We have computed the masses and properties of hadrons and excitations of hadrons with new methods and using super-computer resources. In particular we have progressed in our understanding of the role of the elusive chiral symmetry of Quantumchromodynamics (QCD). QCD is at present considered to be the fundamental theory of quark and gluons, the building blocks of all hadrons, which make up almost all of the known matter. The theory ought to explain two important experimentally observed features: permanent confinement of the building blocks and chiral symmetry breaking. Confinement means that quarks and gluons cannot be observed as free particles. Chiral symmetry is a symmetry for the theory in the limit of vanishing quark masses. The real quark masses are not exactly vanishing but small and the chiral symmetry appears to be broken spontaneously. This breaking is responsible for the existence of the light pi-mesons (Pions). In the project we have employed the formulation of the theory on a space-time grid.

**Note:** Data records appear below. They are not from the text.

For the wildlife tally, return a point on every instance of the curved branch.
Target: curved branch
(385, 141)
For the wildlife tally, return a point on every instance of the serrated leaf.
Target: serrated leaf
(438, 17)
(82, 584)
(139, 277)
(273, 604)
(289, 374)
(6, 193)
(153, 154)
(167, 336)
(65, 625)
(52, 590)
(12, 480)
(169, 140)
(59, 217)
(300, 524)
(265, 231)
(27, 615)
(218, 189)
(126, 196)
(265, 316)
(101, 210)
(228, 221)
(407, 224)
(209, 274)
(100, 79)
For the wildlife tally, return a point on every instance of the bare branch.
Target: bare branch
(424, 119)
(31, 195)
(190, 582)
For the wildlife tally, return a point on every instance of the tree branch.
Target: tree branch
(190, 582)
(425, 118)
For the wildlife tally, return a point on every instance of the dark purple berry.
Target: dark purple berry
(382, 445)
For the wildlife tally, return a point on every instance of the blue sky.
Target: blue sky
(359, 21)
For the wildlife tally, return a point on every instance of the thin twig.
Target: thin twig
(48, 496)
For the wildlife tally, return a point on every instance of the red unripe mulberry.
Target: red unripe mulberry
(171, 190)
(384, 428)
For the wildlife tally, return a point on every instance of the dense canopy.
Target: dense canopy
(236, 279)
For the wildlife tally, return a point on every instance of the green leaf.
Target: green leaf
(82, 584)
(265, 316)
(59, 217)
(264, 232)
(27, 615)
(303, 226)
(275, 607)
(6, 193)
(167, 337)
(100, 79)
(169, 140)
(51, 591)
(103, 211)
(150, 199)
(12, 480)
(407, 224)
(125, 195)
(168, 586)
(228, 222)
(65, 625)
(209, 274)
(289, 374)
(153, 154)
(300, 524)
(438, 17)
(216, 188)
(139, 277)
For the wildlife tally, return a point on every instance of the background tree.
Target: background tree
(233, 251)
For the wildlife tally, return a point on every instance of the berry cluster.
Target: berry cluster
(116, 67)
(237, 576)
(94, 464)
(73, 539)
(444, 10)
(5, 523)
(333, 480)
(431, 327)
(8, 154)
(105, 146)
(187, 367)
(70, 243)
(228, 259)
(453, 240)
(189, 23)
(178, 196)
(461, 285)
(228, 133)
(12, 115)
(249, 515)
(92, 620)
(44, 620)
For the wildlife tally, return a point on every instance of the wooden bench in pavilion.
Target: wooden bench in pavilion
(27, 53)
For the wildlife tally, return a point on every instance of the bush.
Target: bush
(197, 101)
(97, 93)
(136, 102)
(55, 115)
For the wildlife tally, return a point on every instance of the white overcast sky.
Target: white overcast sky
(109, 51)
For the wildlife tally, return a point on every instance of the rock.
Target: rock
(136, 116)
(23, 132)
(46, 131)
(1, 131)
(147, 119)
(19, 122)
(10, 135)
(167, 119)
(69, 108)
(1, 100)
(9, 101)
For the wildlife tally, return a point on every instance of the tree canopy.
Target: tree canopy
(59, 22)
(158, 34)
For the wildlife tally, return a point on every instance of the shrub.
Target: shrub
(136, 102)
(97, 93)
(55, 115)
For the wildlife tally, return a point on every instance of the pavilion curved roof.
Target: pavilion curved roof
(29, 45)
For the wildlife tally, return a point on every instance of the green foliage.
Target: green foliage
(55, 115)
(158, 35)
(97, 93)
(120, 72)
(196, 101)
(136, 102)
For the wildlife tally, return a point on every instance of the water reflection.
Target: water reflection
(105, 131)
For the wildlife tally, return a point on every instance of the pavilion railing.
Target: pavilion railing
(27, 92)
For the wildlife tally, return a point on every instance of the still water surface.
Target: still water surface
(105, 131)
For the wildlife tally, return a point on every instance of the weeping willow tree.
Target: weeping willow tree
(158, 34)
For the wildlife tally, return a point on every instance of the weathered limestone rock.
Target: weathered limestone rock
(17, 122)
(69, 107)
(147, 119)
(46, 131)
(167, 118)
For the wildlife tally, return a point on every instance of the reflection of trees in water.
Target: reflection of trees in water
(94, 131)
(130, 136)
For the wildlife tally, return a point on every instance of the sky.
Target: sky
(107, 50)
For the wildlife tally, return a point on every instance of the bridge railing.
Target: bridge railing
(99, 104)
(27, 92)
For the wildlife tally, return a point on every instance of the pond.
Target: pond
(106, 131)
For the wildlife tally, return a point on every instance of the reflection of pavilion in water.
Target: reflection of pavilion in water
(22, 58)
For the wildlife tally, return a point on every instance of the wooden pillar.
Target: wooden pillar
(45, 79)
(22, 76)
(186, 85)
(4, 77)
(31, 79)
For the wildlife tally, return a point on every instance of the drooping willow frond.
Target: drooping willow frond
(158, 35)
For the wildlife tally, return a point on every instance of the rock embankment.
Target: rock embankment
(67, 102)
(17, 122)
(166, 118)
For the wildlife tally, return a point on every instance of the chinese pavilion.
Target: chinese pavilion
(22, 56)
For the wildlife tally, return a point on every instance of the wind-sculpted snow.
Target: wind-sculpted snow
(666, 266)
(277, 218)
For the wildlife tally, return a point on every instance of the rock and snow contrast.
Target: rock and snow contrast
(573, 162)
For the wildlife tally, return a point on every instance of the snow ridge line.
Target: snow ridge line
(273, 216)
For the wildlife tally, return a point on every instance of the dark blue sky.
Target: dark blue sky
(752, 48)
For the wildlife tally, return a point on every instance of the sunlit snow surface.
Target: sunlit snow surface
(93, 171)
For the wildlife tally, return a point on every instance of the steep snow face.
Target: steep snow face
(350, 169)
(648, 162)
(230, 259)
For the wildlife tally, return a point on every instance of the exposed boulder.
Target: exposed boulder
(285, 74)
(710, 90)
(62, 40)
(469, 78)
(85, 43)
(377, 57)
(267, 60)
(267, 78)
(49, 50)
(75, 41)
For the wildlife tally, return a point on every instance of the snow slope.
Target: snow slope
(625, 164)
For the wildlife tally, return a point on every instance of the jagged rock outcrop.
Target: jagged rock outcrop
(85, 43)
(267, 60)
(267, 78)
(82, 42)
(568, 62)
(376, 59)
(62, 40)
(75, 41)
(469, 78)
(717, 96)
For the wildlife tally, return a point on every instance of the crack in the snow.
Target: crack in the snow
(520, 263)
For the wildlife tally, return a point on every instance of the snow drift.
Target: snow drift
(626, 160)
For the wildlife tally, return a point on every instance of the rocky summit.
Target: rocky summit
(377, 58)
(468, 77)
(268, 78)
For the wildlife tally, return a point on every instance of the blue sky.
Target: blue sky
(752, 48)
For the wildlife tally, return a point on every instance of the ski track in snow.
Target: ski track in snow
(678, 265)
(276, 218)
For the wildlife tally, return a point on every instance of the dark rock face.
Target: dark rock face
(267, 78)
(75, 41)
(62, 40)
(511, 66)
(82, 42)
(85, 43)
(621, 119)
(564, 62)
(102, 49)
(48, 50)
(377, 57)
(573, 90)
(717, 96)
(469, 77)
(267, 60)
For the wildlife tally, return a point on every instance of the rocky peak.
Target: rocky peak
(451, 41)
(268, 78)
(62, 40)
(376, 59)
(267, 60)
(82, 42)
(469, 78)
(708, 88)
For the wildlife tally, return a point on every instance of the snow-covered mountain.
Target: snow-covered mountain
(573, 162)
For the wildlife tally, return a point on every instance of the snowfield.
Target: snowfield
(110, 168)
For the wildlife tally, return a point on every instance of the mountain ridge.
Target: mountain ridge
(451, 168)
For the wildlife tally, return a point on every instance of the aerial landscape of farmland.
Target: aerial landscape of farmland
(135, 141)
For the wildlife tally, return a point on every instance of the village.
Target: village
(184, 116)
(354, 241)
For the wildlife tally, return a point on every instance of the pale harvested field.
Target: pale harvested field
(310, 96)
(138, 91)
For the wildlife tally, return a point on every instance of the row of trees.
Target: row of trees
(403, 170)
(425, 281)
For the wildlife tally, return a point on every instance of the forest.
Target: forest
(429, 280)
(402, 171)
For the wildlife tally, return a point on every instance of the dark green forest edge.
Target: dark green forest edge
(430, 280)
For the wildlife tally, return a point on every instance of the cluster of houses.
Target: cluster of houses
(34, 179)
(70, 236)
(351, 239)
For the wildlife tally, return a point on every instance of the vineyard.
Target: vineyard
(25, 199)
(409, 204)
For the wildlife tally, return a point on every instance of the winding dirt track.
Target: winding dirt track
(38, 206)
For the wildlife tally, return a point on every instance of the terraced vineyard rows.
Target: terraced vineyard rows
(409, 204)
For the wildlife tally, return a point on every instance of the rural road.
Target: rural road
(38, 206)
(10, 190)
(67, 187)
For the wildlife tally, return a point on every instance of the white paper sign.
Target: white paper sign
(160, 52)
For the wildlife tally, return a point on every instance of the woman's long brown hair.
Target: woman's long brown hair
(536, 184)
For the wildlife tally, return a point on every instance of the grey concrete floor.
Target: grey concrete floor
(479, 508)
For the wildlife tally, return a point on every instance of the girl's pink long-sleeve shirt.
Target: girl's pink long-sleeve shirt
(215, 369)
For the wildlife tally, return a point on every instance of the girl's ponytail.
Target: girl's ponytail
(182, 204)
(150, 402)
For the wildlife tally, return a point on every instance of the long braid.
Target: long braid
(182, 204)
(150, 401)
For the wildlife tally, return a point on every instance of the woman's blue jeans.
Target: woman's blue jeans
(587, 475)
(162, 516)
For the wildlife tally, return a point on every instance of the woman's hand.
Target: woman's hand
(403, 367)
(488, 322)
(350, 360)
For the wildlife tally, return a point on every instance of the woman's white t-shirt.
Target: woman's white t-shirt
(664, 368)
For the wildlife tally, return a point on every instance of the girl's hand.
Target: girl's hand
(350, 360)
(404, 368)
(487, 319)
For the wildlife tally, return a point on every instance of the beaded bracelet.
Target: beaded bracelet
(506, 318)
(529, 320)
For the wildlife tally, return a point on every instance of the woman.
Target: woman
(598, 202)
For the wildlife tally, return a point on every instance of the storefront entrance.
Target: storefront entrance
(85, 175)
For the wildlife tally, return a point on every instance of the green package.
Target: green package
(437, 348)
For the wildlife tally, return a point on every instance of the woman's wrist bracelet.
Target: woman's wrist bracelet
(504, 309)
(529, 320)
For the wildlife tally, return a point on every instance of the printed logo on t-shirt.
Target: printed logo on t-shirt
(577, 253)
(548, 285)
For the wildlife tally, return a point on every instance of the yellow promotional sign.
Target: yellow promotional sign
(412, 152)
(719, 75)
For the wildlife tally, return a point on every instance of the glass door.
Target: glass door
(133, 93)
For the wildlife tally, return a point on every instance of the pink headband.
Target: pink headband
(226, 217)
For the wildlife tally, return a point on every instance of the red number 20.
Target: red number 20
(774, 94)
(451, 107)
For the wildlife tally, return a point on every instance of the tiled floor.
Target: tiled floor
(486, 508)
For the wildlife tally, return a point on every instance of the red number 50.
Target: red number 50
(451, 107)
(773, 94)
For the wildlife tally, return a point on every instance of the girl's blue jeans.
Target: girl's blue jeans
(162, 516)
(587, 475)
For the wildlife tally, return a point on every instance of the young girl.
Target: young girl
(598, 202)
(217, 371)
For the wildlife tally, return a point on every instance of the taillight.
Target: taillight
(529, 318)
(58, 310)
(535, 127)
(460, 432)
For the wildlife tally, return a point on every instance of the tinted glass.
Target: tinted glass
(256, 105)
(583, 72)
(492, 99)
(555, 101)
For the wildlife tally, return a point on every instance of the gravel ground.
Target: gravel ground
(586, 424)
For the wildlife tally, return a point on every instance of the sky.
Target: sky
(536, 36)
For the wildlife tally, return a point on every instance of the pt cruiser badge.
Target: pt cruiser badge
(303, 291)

The quantization can then be done via a high-dimensional integral with help of computer methods, so-called Monte Carlo methods. This approach allows us to determine the spectrum of hadrons from basic principles. New techniques allowed us to study not only the ground states (like the Proton and the Pion) but also excitations of higher mass. Computing numbers is on one hand restricted in its range of applicability due to the enormous demand on computer resources. On the other hand it does not necessarily improve the physical "understanding" of the phenomena observed. Such an understanding leads to the modelling of the physics by approximate, but efficient concepts. Our ab initio lattice computations allowed us to better understand the underlying mechanisms and the relevance of models that try to approximately describe certain intriguing features like the effective restoration of chiral symmetry for high-lying hadrons.